Wednesday, 20 September 2006

Google, news and copyright: threat to search engines?






Reports abound of the recent Belgian court ruling, in an action brought by Copiepress (the copyright association representing certain Belgian newspapers), that Google News breached Belgian copyright and database law, in particular by its "activities" and the use of the Google cache. Google had to remove all content sourced from the Belgian French or German press from their site, and links to that content, or face a big daily fine. They wanted Google to get their permission (and of course pay a cut of Google's income from ads on its search pages) to index their content; they felt they were losing money because people weren't visiting their home pages which carried the highest paying ads (see e.g. the Euractive report).

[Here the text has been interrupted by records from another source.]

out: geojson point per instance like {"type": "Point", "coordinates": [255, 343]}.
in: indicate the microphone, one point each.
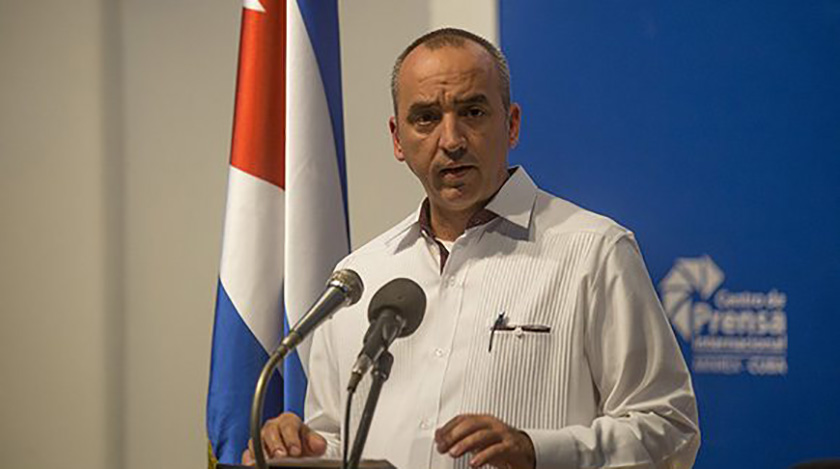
{"type": "Point", "coordinates": [344, 288]}
{"type": "Point", "coordinates": [396, 310]}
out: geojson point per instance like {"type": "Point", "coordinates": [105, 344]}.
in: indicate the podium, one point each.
{"type": "Point", "coordinates": [313, 463]}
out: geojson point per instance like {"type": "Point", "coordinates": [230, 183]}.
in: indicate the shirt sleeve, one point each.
{"type": "Point", "coordinates": [322, 408]}
{"type": "Point", "coordinates": [647, 410]}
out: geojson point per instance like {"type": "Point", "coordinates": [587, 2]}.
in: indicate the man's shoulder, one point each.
{"type": "Point", "coordinates": [554, 216]}
{"type": "Point", "coordinates": [381, 243]}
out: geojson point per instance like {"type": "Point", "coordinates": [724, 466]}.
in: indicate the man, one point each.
{"type": "Point", "coordinates": [543, 343]}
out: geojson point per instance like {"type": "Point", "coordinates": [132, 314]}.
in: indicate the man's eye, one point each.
{"type": "Point", "coordinates": [474, 112]}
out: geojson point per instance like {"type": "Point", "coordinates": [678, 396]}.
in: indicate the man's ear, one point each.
{"type": "Point", "coordinates": [514, 122]}
{"type": "Point", "coordinates": [395, 139]}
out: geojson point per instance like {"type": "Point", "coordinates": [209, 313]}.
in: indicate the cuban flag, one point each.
{"type": "Point", "coordinates": [286, 217]}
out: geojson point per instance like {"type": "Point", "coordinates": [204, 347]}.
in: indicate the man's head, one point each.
{"type": "Point", "coordinates": [453, 122]}
{"type": "Point", "coordinates": [454, 37]}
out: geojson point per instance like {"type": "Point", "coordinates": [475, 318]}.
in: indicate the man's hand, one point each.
{"type": "Point", "coordinates": [285, 436]}
{"type": "Point", "coordinates": [489, 439]}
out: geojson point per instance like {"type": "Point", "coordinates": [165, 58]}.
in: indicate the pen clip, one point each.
{"type": "Point", "coordinates": [498, 324]}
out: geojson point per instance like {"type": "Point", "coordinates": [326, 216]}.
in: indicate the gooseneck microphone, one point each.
{"type": "Point", "coordinates": [396, 310]}
{"type": "Point", "coordinates": [344, 288]}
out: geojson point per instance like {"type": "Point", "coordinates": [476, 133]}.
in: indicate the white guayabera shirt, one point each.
{"type": "Point", "coordinates": [586, 363]}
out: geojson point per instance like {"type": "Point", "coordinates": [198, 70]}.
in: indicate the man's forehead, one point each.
{"type": "Point", "coordinates": [467, 63]}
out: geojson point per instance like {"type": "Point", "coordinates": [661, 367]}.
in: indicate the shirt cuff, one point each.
{"type": "Point", "coordinates": [553, 449]}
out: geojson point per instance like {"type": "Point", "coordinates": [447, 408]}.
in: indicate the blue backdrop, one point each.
{"type": "Point", "coordinates": [712, 130]}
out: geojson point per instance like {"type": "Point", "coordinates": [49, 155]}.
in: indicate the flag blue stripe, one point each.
{"type": "Point", "coordinates": [236, 362]}
{"type": "Point", "coordinates": [321, 21]}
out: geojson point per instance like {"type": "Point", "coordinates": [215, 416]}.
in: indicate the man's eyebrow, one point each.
{"type": "Point", "coordinates": [474, 99]}
{"type": "Point", "coordinates": [422, 106]}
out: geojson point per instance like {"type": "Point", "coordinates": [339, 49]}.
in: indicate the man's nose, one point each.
{"type": "Point", "coordinates": [452, 139]}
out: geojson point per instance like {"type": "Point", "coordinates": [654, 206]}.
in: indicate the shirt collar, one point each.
{"type": "Point", "coordinates": [514, 202]}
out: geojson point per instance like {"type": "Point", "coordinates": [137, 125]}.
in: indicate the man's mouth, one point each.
{"type": "Point", "coordinates": [455, 171]}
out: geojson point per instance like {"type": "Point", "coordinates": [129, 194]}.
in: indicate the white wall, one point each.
{"type": "Point", "coordinates": [58, 380]}
{"type": "Point", "coordinates": [115, 123]}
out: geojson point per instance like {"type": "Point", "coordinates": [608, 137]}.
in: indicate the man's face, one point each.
{"type": "Point", "coordinates": [451, 128]}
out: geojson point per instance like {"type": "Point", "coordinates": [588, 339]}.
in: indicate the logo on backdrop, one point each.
{"type": "Point", "coordinates": [730, 332]}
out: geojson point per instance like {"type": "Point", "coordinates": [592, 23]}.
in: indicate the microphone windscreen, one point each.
{"type": "Point", "coordinates": [405, 298]}
{"type": "Point", "coordinates": [350, 283]}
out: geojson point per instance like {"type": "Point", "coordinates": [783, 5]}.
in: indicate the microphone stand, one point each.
{"type": "Point", "coordinates": [381, 371]}
{"type": "Point", "coordinates": [259, 398]}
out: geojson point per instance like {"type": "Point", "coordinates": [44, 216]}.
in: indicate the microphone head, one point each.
{"type": "Point", "coordinates": [349, 282]}
{"type": "Point", "coordinates": [403, 297]}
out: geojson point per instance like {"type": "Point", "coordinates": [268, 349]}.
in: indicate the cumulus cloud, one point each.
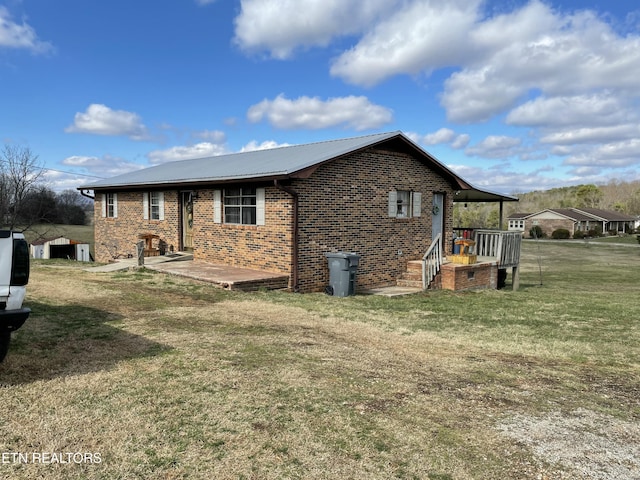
{"type": "Point", "coordinates": [200, 150]}
{"type": "Point", "coordinates": [537, 49]}
{"type": "Point", "coordinates": [448, 137]}
{"type": "Point", "coordinates": [20, 36]}
{"type": "Point", "coordinates": [101, 120]}
{"type": "Point", "coordinates": [602, 108]}
{"type": "Point", "coordinates": [281, 27]}
{"type": "Point", "coordinates": [613, 154]}
{"type": "Point", "coordinates": [106, 166]}
{"type": "Point", "coordinates": [496, 146]}
{"type": "Point", "coordinates": [215, 136]}
{"type": "Point", "coordinates": [313, 113]}
{"type": "Point", "coordinates": [266, 145]}
{"type": "Point", "coordinates": [418, 37]}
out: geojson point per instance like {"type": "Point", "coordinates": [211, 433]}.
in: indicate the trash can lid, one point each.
{"type": "Point", "coordinates": [341, 255]}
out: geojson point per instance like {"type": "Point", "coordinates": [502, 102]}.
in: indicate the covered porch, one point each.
{"type": "Point", "coordinates": [480, 256]}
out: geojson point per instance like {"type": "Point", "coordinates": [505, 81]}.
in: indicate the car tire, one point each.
{"type": "Point", "coordinates": [5, 339]}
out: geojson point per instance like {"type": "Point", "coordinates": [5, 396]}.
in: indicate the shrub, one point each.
{"type": "Point", "coordinates": [537, 232]}
{"type": "Point", "coordinates": [561, 234]}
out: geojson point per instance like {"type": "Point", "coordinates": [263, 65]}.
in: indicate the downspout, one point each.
{"type": "Point", "coordinates": [294, 233]}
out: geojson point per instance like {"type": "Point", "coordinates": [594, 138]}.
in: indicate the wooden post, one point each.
{"type": "Point", "coordinates": [140, 251]}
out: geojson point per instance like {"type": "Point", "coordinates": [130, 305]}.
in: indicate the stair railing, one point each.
{"type": "Point", "coordinates": [432, 261]}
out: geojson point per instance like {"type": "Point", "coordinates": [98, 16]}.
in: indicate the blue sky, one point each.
{"type": "Point", "coordinates": [513, 95]}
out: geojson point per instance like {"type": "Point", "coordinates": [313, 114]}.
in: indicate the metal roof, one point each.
{"type": "Point", "coordinates": [296, 161]}
{"type": "Point", "coordinates": [474, 194]}
{"type": "Point", "coordinates": [582, 215]}
{"type": "Point", "coordinates": [260, 164]}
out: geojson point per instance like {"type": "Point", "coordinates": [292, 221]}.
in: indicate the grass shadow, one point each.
{"type": "Point", "coordinates": [61, 340]}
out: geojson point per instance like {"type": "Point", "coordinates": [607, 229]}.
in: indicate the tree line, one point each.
{"type": "Point", "coordinates": [25, 200]}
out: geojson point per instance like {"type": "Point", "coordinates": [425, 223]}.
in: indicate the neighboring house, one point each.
{"type": "Point", "coordinates": [60, 247]}
{"type": "Point", "coordinates": [517, 222]}
{"type": "Point", "coordinates": [574, 220]}
{"type": "Point", "coordinates": [280, 210]}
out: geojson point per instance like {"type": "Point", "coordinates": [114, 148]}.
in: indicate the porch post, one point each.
{"type": "Point", "coordinates": [515, 278]}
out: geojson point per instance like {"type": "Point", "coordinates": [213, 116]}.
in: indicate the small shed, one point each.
{"type": "Point", "coordinates": [61, 247]}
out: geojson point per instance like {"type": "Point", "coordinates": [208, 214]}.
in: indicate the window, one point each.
{"type": "Point", "coordinates": [153, 205]}
{"type": "Point", "coordinates": [405, 204]}
{"type": "Point", "coordinates": [239, 206]}
{"type": "Point", "coordinates": [516, 224]}
{"type": "Point", "coordinates": [110, 205]}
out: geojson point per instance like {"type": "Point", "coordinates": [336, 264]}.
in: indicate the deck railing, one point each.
{"type": "Point", "coordinates": [432, 261]}
{"type": "Point", "coordinates": [502, 245]}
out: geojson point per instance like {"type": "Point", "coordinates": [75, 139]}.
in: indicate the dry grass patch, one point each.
{"type": "Point", "coordinates": [168, 378]}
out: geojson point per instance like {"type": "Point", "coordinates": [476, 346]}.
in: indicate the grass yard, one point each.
{"type": "Point", "coordinates": [141, 375]}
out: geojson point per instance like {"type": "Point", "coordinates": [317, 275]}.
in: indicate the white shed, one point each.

Now Google indexes the full content but only for searching purposes, and it displays only headlines and a brief snippet from the news article in question. I'm with Google here - I personally believe what they do is fair use, and being indexed and searchable on Google brings many people to your site (and to your ads) who wouldn't otherwise go there at all. Sure, Google makes money from ads, but it's not running ads on the Google News pages (see this helpful analysis of how Google's ads and keywords and caching work, in this specific context). And rather than forcing visitors to go to their front page (what's to guarantee they'd click on ads on those pages anyway?), why don't newspapers and other sites run ads on deeper pages which are directly relevant to the content of the page concerned and so would generate more clicks?

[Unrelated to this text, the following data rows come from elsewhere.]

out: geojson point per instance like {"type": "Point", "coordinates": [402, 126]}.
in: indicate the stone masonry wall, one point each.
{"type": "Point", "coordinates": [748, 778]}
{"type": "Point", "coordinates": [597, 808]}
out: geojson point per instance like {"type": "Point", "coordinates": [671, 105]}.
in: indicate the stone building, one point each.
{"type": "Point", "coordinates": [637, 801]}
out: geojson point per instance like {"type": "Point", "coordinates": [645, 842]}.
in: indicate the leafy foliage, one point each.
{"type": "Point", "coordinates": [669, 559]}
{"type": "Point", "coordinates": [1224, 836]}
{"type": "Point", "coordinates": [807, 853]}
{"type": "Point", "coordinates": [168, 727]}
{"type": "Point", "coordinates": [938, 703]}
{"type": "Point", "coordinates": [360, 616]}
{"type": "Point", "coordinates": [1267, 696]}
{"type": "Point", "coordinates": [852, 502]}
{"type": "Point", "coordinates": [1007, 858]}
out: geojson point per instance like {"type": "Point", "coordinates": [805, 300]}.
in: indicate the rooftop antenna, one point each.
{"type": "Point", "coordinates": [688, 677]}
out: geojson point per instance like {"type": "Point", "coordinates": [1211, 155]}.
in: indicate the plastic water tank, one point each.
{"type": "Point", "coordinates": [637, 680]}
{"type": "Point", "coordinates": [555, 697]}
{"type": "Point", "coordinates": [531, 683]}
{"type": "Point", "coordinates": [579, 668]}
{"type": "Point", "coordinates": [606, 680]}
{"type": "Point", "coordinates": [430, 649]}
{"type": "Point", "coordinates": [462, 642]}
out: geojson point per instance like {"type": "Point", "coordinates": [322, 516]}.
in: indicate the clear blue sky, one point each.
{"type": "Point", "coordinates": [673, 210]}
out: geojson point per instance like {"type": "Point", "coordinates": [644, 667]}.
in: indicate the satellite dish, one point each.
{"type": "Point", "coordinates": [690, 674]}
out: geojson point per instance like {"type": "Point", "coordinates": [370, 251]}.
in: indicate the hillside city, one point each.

I'm very glad Google is appealing the ruling (which apparently was made without Google being told about it, never mind being given a chance to put their own case to the judge). I think this sort of thing could strike at the very heart of the Internet. Search engines are Net users' bread and butter. They have to be able to index content so we can search for it, they have to be able to link to it (yes including deep linking) so we can find what we want. Don't sites want the traffic? Rather than complaining and suing, can't they instead try to make more money by adapting their advertising models to take account of how the Net has evolved, as Google itself has done so successfully - search engines, deep linking, the greater interest visitors have in content-related ads?